When he spoke, a voice came from his lips, venomous words tripping from his tongue: "it is a little mark. Shinobis are accustomed to violence. You should steel yourself. It will not get better." He stretched his hand and moved her hair aside to look at her bruised neck again, red fingerprints on the fair throat—wings pinned to the wall.
"There is no need to call in a Medic. It will heal itself." He brushed his finger against the healing skin, drawing a hiss from her, and then he drew his hand back.
"Itachi-Sama, I . . . " Hinata whispered, unsure of what to say, and fell silent again, and helpless tears threatened her composure; Sasuke attacked her, even if she had told him of her love. Her lower lip shuddered, and she felt a hard knot of pain in her heart. He really did not care . . .
"You came in late today," Itachi spoke slowly and folded his arms across his breast. Her worries were not enough to penetrate the perfect-white stone his body was sculpted from. "Perhaps you are taking advantage of the leverage you have?"
She raised her head, confusion settling upon her face. "I-I don't under—" she stopped and looked beyond the weak light of autumn sun, which came in through the window on the right.

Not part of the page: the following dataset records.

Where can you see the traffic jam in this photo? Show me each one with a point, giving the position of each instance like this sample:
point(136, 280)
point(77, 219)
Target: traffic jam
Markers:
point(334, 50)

"Do not try and play clever with me. You know why you were kept and under which circumstances you re-gained your post. There is no reason for me to make you recall any theatrical show of your mishaps," he spoke, the rancour of his words hidden behind the workings of his sweetest tongue.
Hinata's cheeks burnt raw with embarrassment. It was no surprise that he loathed her with all his heart. No matter how smooth his face, how controlled his passions, his words were enough to shame her. She raised her gaze a bit to look at the same uncaring visage of arrogance look back at her—unflinching and unsympathetic; but there was no use arguing with the Commander of all Jōnin squads. No, even she was not that foolish!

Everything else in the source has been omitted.